KKTC’de çok nüfuslu ülkeler gibi her konuda hizmet verebilecek devlet kuruluşları vardır. Devlet kuruluşlarımız da personel sayısı ,yetişkin insan kaynağı ve iş yeri bakımından en ileri ülkelerden geri değildir. Kişi başına düşen devlet ve Belediye personeli bakımından belki de dünyada en ön sıradayız.
Tüm olumlu olanaklara rağmen, yasaların uygulanmasında büyük bir umursamazlık ve laçkalık olduğu inkar edilemeyen bir gerçektir.
Ayrıca, gerek devlet kuruluşlarının gerekse belediyelerin halkı memnun edebilecek düzeyde hizmet verdiğini kabul etmek zordur.
Bunun başlıca nedeni; ülkemizdeki popülizm ,devlet olanaklarının oy avcılığında araç olarak kullanılması ve halk dalkavukluğuna dayalı hatalı yönetim anlayışıdır.
Hatalı yönetim anlayışı sonucu, var oluş gerekçeleri hizmet etmek olan devlet kuruluşları ve Belediyeler maalesef, yandaşların ve partizanların istihdam edilebileceği yerler olarak görülüyor.
Kapağı devlete ve/veya Belediyeye atanların da görev ve sorumluluklarını yerine getirmeleri adeta kendi tercih ve keyiflerine bırakılmaktadır.
Sendikalardan korkulması nedeniyle devlet kuruluşları ve Belediyelerde personel amirlerden çekineceğine, amirler personelden çekinerek hareket ediyor.
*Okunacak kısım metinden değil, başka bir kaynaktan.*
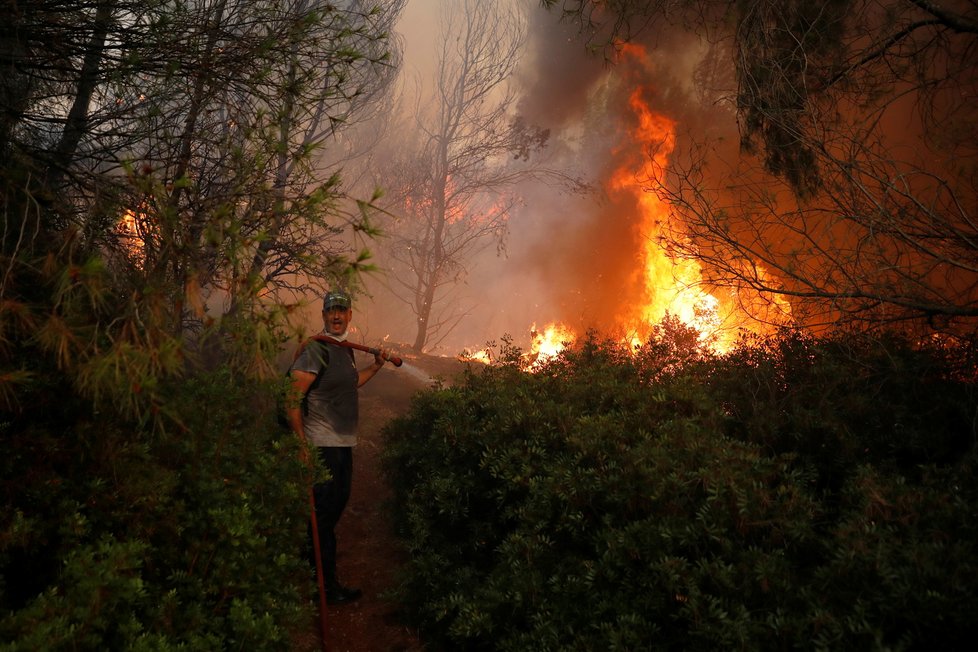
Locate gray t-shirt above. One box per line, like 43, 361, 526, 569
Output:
292, 341, 359, 446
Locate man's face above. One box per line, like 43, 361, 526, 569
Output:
323, 306, 353, 335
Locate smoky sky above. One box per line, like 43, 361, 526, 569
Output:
354, 3, 736, 354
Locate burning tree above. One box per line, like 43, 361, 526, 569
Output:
376, 0, 548, 351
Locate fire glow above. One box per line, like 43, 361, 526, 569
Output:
510, 47, 790, 360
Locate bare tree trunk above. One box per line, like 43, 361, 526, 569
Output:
49, 0, 113, 190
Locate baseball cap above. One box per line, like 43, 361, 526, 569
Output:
323, 290, 352, 310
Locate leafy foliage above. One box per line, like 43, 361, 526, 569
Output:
385, 329, 978, 650
0, 360, 309, 650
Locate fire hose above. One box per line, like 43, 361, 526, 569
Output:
296, 335, 404, 652
312, 335, 404, 367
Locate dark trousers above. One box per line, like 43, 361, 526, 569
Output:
309, 446, 353, 584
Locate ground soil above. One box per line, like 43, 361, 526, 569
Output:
295, 355, 463, 652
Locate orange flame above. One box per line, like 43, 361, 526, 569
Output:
528, 323, 576, 364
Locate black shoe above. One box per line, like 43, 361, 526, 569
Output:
326, 583, 363, 604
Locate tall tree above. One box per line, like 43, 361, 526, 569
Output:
380, 0, 549, 351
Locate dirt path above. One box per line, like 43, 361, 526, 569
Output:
297, 360, 458, 652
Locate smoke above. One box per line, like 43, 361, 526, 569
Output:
352, 0, 732, 355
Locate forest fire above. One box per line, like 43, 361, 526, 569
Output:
500, 46, 790, 360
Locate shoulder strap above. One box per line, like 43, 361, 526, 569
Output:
309, 335, 357, 362
292, 335, 329, 376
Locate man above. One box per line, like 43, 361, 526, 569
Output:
288, 291, 387, 604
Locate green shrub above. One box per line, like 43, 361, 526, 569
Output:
385, 337, 978, 650
0, 370, 308, 650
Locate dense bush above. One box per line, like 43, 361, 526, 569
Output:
385, 330, 978, 650
0, 370, 308, 650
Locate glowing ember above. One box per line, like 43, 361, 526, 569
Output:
458, 349, 492, 364
115, 208, 145, 268
529, 324, 575, 363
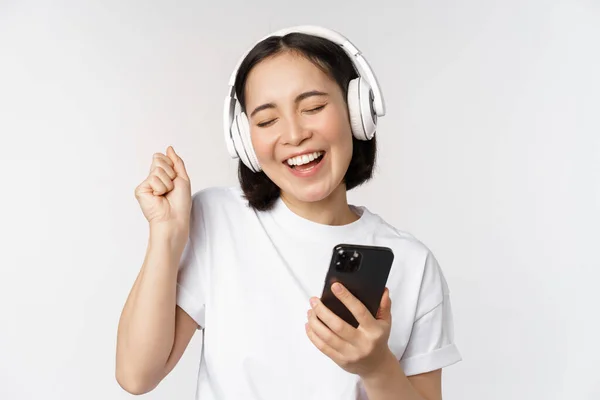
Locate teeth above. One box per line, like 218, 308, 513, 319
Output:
287, 151, 323, 166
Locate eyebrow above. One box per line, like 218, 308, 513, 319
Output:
250, 90, 329, 118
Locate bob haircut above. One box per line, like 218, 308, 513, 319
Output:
235, 32, 377, 211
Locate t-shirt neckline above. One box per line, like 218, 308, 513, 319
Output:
271, 197, 370, 241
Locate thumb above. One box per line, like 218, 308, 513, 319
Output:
167, 146, 190, 182
377, 288, 392, 322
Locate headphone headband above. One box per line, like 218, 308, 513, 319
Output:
228, 25, 385, 117
223, 25, 385, 165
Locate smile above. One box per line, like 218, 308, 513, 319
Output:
284, 151, 325, 177
285, 151, 325, 169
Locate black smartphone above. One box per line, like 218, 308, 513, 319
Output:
321, 244, 394, 328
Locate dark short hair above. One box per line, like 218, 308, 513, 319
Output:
235, 32, 377, 211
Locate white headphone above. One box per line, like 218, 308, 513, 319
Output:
223, 25, 385, 172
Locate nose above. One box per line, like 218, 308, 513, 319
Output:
282, 118, 312, 146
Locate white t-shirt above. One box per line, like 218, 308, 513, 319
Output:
177, 188, 461, 400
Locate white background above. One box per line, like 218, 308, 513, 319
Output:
0, 0, 600, 400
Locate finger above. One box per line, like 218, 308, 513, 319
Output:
148, 175, 167, 196
376, 288, 392, 322
152, 167, 175, 192
150, 159, 177, 180
167, 146, 190, 181
331, 282, 375, 326
304, 323, 342, 363
308, 310, 349, 354
311, 297, 356, 343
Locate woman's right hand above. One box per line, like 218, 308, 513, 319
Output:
135, 146, 192, 236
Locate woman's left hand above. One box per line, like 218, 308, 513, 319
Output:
306, 283, 393, 378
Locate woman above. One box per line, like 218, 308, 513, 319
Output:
116, 26, 460, 400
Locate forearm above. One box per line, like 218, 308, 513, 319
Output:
117, 230, 182, 385
362, 352, 428, 400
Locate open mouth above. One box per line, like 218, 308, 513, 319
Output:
284, 151, 325, 171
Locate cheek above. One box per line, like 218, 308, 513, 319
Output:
250, 130, 275, 165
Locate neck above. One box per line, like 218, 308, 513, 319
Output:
281, 184, 358, 225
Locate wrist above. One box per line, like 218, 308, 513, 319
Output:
149, 222, 189, 252
361, 349, 403, 386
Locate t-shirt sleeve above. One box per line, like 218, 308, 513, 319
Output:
400, 252, 462, 376
176, 193, 209, 329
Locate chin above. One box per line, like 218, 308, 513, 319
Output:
283, 183, 334, 203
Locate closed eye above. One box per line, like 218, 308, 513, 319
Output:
256, 119, 276, 128
306, 104, 327, 114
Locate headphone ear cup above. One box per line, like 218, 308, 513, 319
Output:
235, 113, 262, 172
347, 77, 377, 140
231, 115, 252, 169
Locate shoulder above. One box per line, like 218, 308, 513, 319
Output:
361, 207, 431, 261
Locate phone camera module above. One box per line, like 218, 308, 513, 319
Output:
335, 249, 362, 273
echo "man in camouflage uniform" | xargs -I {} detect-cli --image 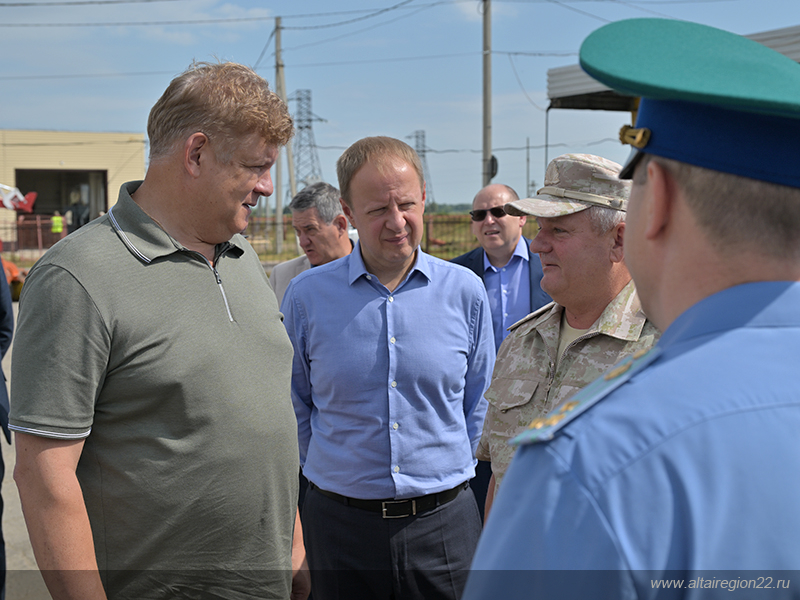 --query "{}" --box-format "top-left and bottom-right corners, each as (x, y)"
(477, 154), (658, 513)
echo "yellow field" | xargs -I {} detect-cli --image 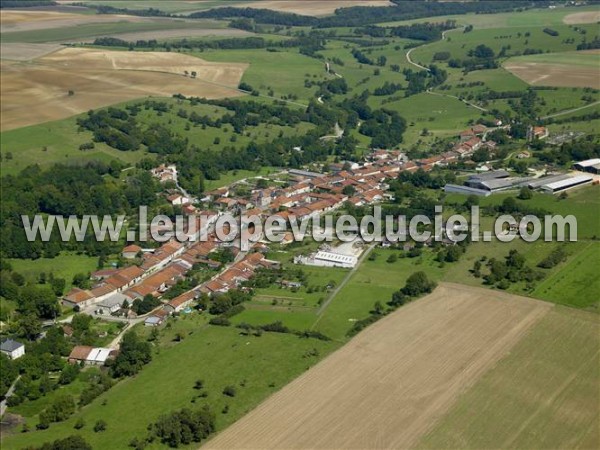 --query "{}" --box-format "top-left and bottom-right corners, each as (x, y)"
(243, 0), (392, 16)
(418, 306), (600, 449)
(0, 48), (248, 130)
(205, 284), (553, 449)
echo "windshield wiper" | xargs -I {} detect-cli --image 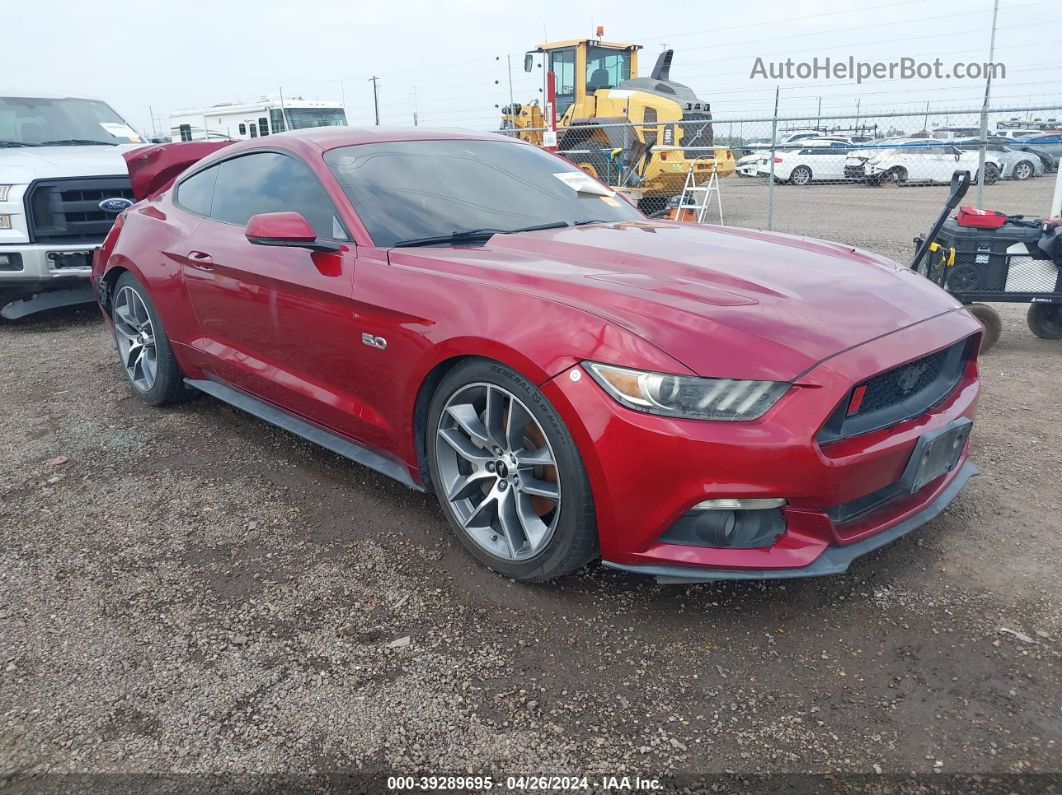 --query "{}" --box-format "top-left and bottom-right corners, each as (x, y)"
(38, 138), (118, 146)
(394, 221), (568, 248)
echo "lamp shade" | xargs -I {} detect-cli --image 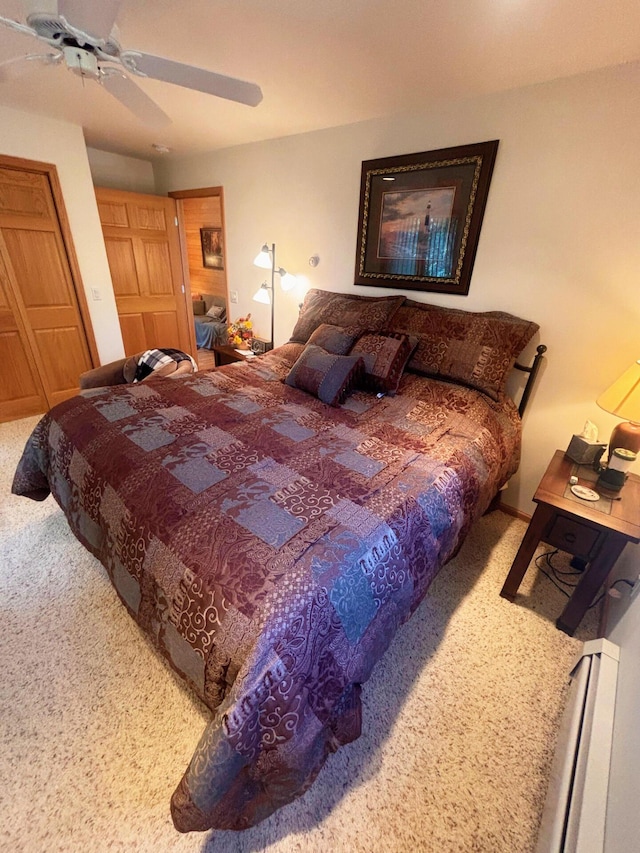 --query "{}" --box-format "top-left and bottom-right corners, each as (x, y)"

Güney’de cumhurbaşkanları hakkında bile soruşturma açılabilmesine karşın, bizde görev ve yetkilerini ihmal eden ve/veya kötüye kullanan devlet ve belediyedeki herhangi bir sorumlu amir ve görevli hakkında şimdiye kadar yasal işlem yapıldığı görülmedi.
İşte bu nedenle, bozuk düzenin düzeltilmesi isteniyorsa, önce yukarıdan aşağıya, tüm atanmış ve seçilmiş yetkililerden hesap sorulmasını sağlayabilecek bir sistem oluşturulmalı;
Halktan belirli hizmetlerin yapılması gerekçesi ile alınan vergileri oy avcılığında araç olarak kullananlar, görevini kötüye kullanmaktan yargılanabilmeli;
Devlet kuruluşlarındaki yöneticilerin, siyasi tercihle atanması uygulamasından vazgeçilmeli;
Maiyetindeki görevlilerin hizmet yapmasını sağlamayan, ofislerde oyalanmasına göz yuman, yasaları uygulamayan ve çiğnenmesini umursamayan yetkililerden hesap sorulmalı;
Bilerek veya ihmal sonucu devleti ve belediyeleri maddi zarara uğratanlar hakkında yasal işlem yapılabilmeli;
Gereksiz bürokratik işlemler ile zaman kaybına, yatırımların engellenmesine ve ülkenin zarara uğratılmasına sebep olan yetkililer hakkında, yasal işlem yapılmalı;
Birkaç günde verilmesi gereken inşaat izinlerini aylarca geciktiren, başka ülkede 24 saatte kurulabilen şirket için yatırımcıları aylarca uğraştıran yetkililer, görevden affedilmeli;
Adaletin erken tecelli etmesi için yargının her türlü gereksinimleri tamamlanmalı, daha fazla kazanç elde etmek amacı ile davaların uzatılmasını engelleyici müeyyideler konulmalı;
Halen devletin hukuk danışmanı ve avukatı şeklinde görev yapan savcılığın, Türkiye’de olduğu gibi vatandaşların suç duyurusunda bulunması halinde de yasal işlem başlatabilecek şekilde hizmet vermesi sağlanmalı;
STÖ ve Sendika yöneticilerinin, kuruluş tüzüklerinde belirlenen amaçları dışında her konuda açıklama yapması ve siyasi parti başkanı gibi hareket etmesi önlenmeli;
Devleti koruyucu etkin yasal düzenlemeler yapılmalı, kimsenin ülkemiz ve halkımız aleyhinde faaliyetlerde bulunmasına ve başka ülkelerin ulusal davalarına hizmet etmesine göz yumulmamalı.